When did this presents for parents thing at weddings start? I got married 8 years ago, and have never heard of it. As traditionally, the bride's parents pay for the wedding, it's therefore obviously not traditional, and is a new thing. I also fail to see the point - if the bride and groom are already set up in life and don't expect their parents to pay for the wedding, but accept a financial contribution or support, isn't that part of their wedding gift and therefore isn't a reciprocal gift as pointless as giving somebody a gift in return for them giving you a birthday gift, for instance? Don't you just accept it and thank them graciously?

Paying for not one, but TWO weekends away for your parents seems OTT and more like competitive generosity, worse when you can't afford it.

MaryWestmacott · 10/09/2014 16:04

Make an official gift that's equal - to be honest, if i was your parents, I'd be pissed off I was handing over a huge chunk of money towards a wedding, then finding that you'd spent a packet sending me on a holiday I might not want.

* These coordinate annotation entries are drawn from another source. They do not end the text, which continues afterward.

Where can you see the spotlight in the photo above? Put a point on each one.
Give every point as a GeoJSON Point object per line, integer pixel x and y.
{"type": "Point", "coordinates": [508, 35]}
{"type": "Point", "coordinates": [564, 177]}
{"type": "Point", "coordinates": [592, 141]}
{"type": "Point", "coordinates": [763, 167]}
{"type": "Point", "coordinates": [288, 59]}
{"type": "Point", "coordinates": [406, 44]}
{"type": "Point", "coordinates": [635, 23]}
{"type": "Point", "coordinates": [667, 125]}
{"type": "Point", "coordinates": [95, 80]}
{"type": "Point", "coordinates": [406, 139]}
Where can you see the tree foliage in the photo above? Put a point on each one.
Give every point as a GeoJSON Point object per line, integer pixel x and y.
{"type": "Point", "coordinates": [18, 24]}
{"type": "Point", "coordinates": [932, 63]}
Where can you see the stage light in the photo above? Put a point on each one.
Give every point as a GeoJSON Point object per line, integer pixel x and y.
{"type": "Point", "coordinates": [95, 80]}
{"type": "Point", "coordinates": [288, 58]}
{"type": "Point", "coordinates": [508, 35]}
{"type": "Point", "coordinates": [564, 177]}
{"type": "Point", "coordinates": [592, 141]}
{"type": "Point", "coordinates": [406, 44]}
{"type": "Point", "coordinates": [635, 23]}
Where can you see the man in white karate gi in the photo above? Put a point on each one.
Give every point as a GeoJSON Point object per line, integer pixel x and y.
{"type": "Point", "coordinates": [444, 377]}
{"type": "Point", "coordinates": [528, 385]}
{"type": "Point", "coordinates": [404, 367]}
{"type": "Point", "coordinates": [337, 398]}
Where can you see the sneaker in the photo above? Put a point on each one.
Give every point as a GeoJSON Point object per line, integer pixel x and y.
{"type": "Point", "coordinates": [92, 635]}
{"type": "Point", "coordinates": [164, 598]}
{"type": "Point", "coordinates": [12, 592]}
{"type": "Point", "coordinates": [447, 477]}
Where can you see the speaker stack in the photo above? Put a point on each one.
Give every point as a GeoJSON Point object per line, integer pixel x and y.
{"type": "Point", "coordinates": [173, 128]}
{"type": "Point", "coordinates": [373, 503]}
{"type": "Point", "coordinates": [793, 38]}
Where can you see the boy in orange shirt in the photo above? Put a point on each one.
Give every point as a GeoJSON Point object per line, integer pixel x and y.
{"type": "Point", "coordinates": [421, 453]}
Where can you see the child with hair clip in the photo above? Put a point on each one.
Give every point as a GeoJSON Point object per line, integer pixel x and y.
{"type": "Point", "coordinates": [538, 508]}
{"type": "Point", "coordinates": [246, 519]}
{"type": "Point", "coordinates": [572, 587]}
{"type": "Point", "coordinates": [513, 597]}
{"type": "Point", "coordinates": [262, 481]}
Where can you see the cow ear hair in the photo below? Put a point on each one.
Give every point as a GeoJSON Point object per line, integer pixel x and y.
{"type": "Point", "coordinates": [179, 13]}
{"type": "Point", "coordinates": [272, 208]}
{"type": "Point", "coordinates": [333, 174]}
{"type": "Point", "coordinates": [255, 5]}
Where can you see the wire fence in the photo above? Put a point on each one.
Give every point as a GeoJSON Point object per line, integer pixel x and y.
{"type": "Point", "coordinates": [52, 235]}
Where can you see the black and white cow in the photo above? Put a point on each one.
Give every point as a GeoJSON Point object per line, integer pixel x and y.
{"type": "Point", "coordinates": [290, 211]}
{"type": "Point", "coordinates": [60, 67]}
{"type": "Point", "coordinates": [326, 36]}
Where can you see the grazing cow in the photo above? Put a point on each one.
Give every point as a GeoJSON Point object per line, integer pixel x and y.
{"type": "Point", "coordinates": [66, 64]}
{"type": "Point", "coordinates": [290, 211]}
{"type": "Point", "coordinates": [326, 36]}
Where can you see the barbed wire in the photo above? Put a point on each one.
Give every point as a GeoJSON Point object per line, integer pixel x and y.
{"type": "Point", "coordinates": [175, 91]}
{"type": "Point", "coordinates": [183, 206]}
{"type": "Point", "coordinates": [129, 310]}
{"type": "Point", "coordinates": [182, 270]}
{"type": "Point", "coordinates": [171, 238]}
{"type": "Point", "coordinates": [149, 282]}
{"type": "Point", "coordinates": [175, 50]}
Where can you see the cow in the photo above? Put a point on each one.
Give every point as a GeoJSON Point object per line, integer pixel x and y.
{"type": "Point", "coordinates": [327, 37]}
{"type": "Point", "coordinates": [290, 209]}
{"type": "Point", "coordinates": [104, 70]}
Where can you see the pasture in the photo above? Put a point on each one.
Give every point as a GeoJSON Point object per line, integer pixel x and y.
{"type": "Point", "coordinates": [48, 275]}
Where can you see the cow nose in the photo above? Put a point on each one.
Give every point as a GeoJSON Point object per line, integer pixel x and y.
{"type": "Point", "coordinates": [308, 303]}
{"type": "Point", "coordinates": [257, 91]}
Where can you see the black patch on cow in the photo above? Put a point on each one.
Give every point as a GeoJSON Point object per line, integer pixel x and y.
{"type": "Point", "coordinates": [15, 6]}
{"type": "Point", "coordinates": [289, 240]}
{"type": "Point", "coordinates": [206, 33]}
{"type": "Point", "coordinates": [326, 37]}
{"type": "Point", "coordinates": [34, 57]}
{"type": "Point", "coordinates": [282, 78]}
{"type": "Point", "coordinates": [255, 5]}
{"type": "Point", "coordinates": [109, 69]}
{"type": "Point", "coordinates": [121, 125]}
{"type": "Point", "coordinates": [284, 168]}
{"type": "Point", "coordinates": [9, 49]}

Surely if you can afford a few hundred quid on them, then take less off them towards the wedding and suggest they take themselves away with it and they can pick where they'd like to go - or if they'd rather do soemthing else with the money...

A bottle for each dad, a bunch of flowers for each mum.

I know you are upset by the difference between the parents, but traditionally it was the brides family who paid/did the work, it could be your PIL just don't think it's their 'job' and that all they do need to do is get their outfits and turn up.

LL12 · 10/09/2014 16:07

I think taking your parents out for a meal after the wedding would be more than enough.
My parents would be a bit peeved if after spending out for my wedding I spent quite a large sum of money sending them off for the weekend, especially if they knew that money was tight.

MaryWestmacott · 10/09/2014 16:10

NotYouNaanBread - to be fair, in our family, it's been a tradition to give something to the mums and dads (usually flowers for the mums, a bottle of something for the dads) at weddings as a 'thank you' for all the weddings I've been to (i'm mid30s).

I got married 7 years ago in the middle of a 2 year period when lots of my friends/DH's friends got married and at the bulk of the weddings the B&G gave gifts during the groom's speech.

nilbyname · 10/09/2014 16:12

creampie and nannyogg have it

Why are you spending £££ on weekends away when they are giving you £££ for the wedding??

That's baffling and as a parent I would be annoyed that's where some of my money had been spent.

Flowers, perhaps a nice meal round at yours. Plenty plenty.

russiandwarf · 10/09/2014 17:55

I like what kaymondo said about gving them vouchers and not disclosing the amounts if you really can't back out of it. If you can then just tell DP that you have changed your mind due to costs. You could always gift your parents a trip at a later date and tell them it's a secret thank you you didn't want PIL to know about!

My parents helped enormously with planning and financial contribution for our wedding but PIL did not (aside from trying to get me to organise MIL hair as well last minute when I was very stressed out! - I told them the additional costs and they decided to make their own arrangments!)
We gave flowers/small gifts out during the speeches and I bought my Mum a fancy necklace she wore to the wedding and a gift for my Dad and just didn't discuss these with DH as they were my own special thank yous. He did almost nothing re wedding planning either so I didn't feel bad!

MissPenelopeLumawoo · 10/09/2014 20:16

I know you are upset by the difference between the parents, but traditionally it was the brides family who paid/did the work, it could be your PIL just don't think it's their 'job' and that all they do need to do is get their outfits and turn up

Just like my ILs. When I asked them to do one thing they said no as they just wanted to enjoy the wedding. That's why my Mum got flowers and they didn't!

fragolino · 10/09/2014 20:25

Of course your PILS shouldnt get sent away your sending your DP away as a thank you for helping with your wedding!